2 comments on “Our Children: For the Good of the State

  1. This is from the same era where children were left to beg for themselves on street corners by poor parents, where ONLY the wealthy and privileged could read and write, and where a married woman could not inherit property in her own name. In today’s era this is so much drivel. The fact that many impede a proper education for their children is reason enough to trust the state, who in their wisdom, hires professionally trained teachers. Some parents are capable of educating their children; most are not. Even so, the education is primarily in the area of reading, writing, and history. I am a scientist holding an advanced degree and I don’t believe I have ever seen a typical parent capable of educating a child in science or math. But if you want to focus on bogus Creationism as science and skip over math, then have at it. My kids (receiving A’s in AP calculus taken as H.S. juniors) will have just that much more opportunity. They certainly appreciate the teachers who made it possible.
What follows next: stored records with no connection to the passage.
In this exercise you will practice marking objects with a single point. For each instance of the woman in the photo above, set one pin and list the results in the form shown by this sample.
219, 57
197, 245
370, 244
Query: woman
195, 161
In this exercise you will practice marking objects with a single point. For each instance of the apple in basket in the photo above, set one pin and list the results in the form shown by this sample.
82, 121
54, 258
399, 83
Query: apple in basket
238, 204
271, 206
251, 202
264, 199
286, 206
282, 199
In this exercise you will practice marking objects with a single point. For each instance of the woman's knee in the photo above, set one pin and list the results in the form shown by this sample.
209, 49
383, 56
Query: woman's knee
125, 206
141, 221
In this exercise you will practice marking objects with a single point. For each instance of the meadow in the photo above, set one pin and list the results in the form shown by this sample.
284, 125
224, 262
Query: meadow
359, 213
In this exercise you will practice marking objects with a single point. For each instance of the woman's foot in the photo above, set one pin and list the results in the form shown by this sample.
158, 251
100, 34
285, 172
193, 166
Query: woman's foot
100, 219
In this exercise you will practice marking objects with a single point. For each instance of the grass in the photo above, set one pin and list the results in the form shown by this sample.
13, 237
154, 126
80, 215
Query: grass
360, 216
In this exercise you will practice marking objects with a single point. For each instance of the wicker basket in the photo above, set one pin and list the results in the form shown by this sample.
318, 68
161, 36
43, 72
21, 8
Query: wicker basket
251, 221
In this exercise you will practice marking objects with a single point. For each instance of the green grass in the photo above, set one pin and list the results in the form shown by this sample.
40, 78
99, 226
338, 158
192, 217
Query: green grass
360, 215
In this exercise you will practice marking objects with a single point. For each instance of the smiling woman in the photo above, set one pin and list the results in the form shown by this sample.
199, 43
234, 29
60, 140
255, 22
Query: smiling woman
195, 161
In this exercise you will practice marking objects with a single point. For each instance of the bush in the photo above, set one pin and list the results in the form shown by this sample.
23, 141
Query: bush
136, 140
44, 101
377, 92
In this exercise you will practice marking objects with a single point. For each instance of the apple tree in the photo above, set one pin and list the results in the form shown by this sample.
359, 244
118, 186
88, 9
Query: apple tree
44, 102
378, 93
  2. Artie, thanks for supporting my position. I agree that in England during this time the state left children begging in the street. That is because they were treated as wards of the state. Charles Dickens makes the point that the problem was that the church was not engaged. When the church got engaged, things changed. In America, you saw something completely different. You saw the vast majority reading and writing and engaging in the ideas of the time. Edmund Burke and De Tocqueville are clear evidence to the fact that the colonist read Blackstone, Paine, and others. This is because the church was engaged. I will ignore your articles of faith, dismissive attitude and self-promotion.